BUFFALO, N.Y. (WIVB) – Makers of widely-used antibacterial soaps now have a year to prove to the FDA that their products are safe.
The FDA is focusing on an active ingredient in the products called “triclosan.” Government researchers found the hand soaps, body washes and dishwashing detergent touted as “antibacterial” or “antiseptic” worked no better at killing germs than simple soap and water.
Diana Monaco, local spokesperson for the FDA, says their research shows no benefit to using antibacterial soaps and that they can be risky.

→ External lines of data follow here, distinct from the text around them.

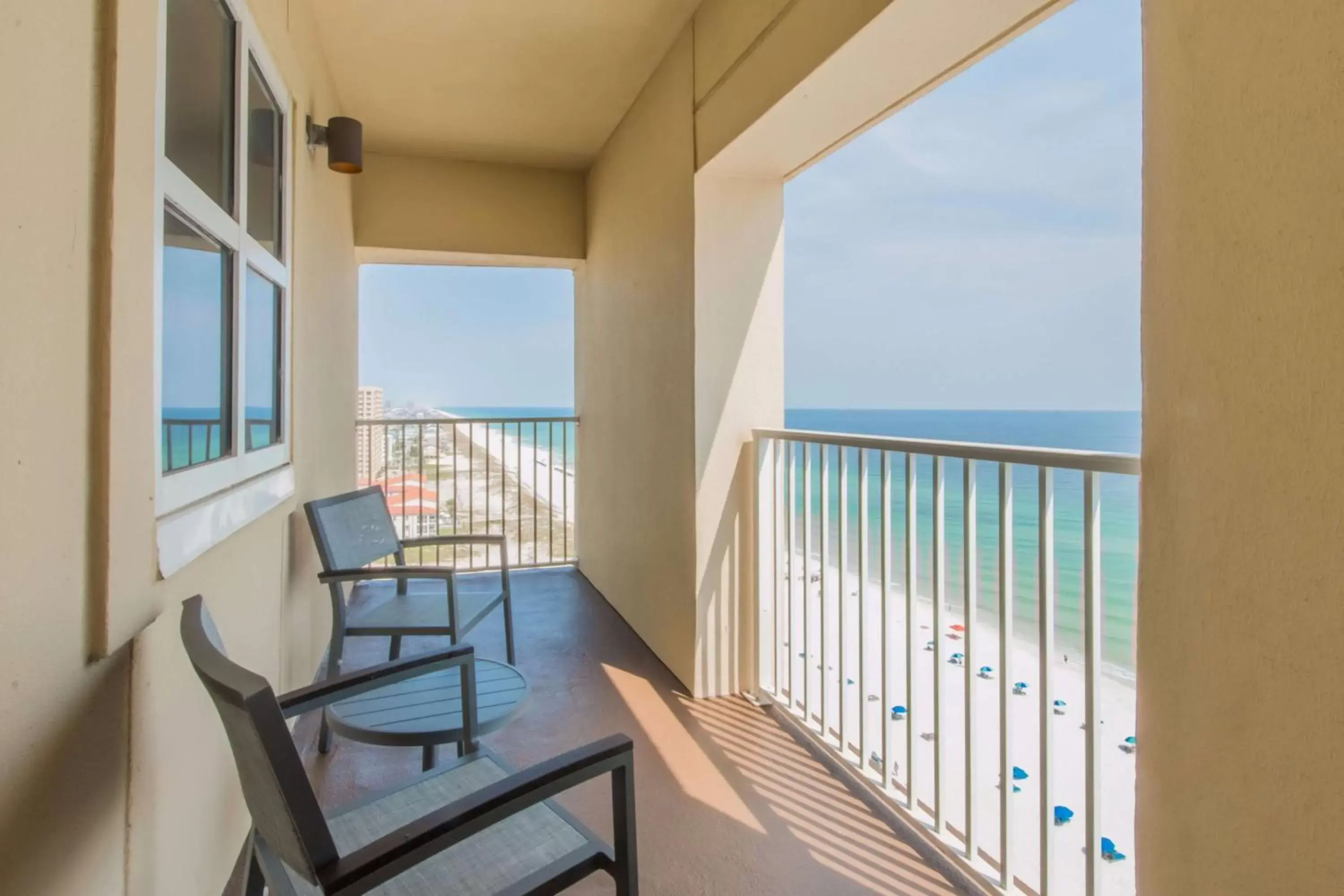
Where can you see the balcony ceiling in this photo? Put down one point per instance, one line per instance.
(538, 82)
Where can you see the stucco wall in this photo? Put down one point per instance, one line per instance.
(64, 739)
(448, 206)
(635, 374)
(92, 746)
(1241, 620)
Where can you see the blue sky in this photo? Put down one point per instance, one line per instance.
(978, 250)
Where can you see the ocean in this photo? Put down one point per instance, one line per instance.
(1089, 431)
(1117, 432)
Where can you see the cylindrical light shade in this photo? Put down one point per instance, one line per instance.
(346, 146)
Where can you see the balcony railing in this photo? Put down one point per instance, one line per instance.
(488, 476)
(967, 720)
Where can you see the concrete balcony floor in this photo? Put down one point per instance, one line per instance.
(728, 801)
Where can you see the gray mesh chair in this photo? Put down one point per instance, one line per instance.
(471, 828)
(355, 530)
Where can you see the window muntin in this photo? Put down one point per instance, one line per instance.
(197, 332)
(199, 99)
(263, 365)
(265, 151)
(248, 220)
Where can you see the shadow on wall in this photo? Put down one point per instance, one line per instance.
(726, 597)
(62, 823)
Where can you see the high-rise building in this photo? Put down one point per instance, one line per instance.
(369, 440)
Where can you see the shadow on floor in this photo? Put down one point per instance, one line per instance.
(728, 802)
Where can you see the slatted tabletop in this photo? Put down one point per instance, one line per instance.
(428, 710)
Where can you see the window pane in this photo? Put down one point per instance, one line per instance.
(197, 347)
(263, 363)
(199, 124)
(265, 144)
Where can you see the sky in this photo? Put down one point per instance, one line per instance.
(468, 336)
(980, 249)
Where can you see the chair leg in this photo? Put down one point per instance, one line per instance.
(508, 629)
(334, 656)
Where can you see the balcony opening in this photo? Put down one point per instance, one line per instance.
(465, 408)
(968, 272)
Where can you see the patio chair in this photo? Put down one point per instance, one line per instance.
(355, 530)
(472, 827)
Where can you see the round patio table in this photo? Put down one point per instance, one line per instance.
(426, 711)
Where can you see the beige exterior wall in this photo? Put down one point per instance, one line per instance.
(635, 367)
(77, 371)
(484, 209)
(1241, 622)
(738, 386)
(64, 741)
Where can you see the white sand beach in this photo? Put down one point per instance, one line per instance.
(1116, 714)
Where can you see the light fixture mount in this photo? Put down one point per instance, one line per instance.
(345, 142)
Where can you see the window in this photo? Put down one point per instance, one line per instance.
(224, 271)
(264, 362)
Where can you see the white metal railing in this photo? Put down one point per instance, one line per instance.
(476, 476)
(839, 640)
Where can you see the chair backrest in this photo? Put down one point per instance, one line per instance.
(353, 530)
(283, 805)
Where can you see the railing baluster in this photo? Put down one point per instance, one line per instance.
(826, 577)
(765, 556)
(792, 566)
(781, 563)
(971, 575)
(865, 532)
(1046, 640)
(1092, 689)
(807, 582)
(843, 594)
(1006, 614)
(940, 585)
(885, 534)
(912, 583)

“In addition to not being better than soap and water, they are actually starting to see some effects, hormonal effects in animals, starting to see the disruption of the environmental flora,” she said.
Sales of antibacterial products have grown as health officials emphasize clean hands and good hygiene as a means of warding off disease.
While alcohol is the active ingredient in many antibacterial wipes and other products, triclosan has become the chemical of choice for hand soap, body wash, dishwashing detergent and toothpaste. But in toothpaste, Monaco says it is actually effective.
“We actually see that it actually helps with gingivitis and with plaque. So it is actually a positive thing in the toothpaste,” she said.
Monaco says the findings reinforce parental advice that has been passed down over the ages about washing your hands before you eat but the FDA is not ready to declare triclosan hazardous to your health.
She said, “Still it is not unsafe to use all these antibacterials, but it is still a recommendation that plain soap and water is better.”
The European Union banned triclosan from all products that come in contact with food back in 2010. The FDA is now proposing new rules for triclosan that would not include institutional use, such as hospitals.